Queue Nkosana Nkomo. The boy must be his ancestors’ wildest dreams come to life. His work might not be etched on caverns, but his old Wacom Bamboo tablet which he uses to illustrate is sufficient to carry the sacred works he makes. Again my imagination informs me, that he creates with the spirit kindred to that which led the cave illustrator. “My work is heavily inspired by African spirituality,” Nkosana tells me.
“When I first began it was for a purpose of putting black fantasies in the light it deserves, but as time went it became clear that it wasn’t a case of a black fantasies, but was more spiritually inclined work. This became clear to me when I saw majority of my audience being spiritual individuals who took a great liking to my work and some even said they receive messages from their elders from my work. What I thought was imagination was actually me being guided. The significance at play here is that my artwork just doesn’t reflect me and my “imagination” or that place I get taken to, but many others that can relate to the sacredness and magic in spirituality.
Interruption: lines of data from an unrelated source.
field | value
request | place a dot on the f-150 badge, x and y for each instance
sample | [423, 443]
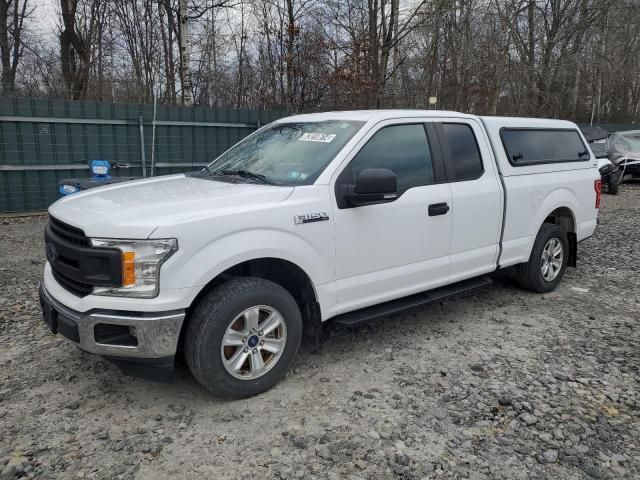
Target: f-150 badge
[310, 217]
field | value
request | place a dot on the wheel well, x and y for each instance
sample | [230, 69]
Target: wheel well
[563, 217]
[282, 272]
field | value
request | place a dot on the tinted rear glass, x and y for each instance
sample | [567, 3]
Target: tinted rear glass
[465, 155]
[531, 146]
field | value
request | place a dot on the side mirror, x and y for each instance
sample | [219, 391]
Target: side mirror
[373, 185]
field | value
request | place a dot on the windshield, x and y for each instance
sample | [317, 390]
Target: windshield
[286, 153]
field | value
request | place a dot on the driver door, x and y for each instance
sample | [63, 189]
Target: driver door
[400, 247]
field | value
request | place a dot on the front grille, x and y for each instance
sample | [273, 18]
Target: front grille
[77, 288]
[78, 266]
[74, 236]
[70, 234]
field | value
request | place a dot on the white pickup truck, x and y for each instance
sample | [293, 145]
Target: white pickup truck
[344, 216]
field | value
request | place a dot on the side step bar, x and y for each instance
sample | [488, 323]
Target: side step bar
[356, 317]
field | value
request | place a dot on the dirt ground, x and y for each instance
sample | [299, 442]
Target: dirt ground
[500, 384]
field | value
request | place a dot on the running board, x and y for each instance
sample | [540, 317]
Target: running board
[395, 306]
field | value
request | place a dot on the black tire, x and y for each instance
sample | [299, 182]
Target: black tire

I didn’t know the greater purpose of my art, until spiritual healers commented on my artwork and the more I created, the clearer things became.”
He goes by the moniker Nkosana The Art and the devilish algorithms brought me to his work while I was loitering them Instagram caves. The composition of Nkosana’s work is attractive but I was more enchanted by what he describes as the “spiritual realm dwelling beings” he depicts. They are surreal, undeniably African and are portrayed with an enlightened meticulousness.
“Commission based artwork is where I deal with real life people, they send me their photos and tell me to do what I do, and I do what I do. Surprisingly some even think I am a divine, because of the outcome of the art. One time I created for this lady and I just went in and placed in all sorts of elements according to how I felt she should be represented, like a crown made of corn cobs and Protea flowers and after she saw her piece she asked me why did I place all those elements in there and I really had no idea, so I made up some reasons as to what they each represent and she gave me a description of how each of those elements relate to her growing up and till present. Crazy right?”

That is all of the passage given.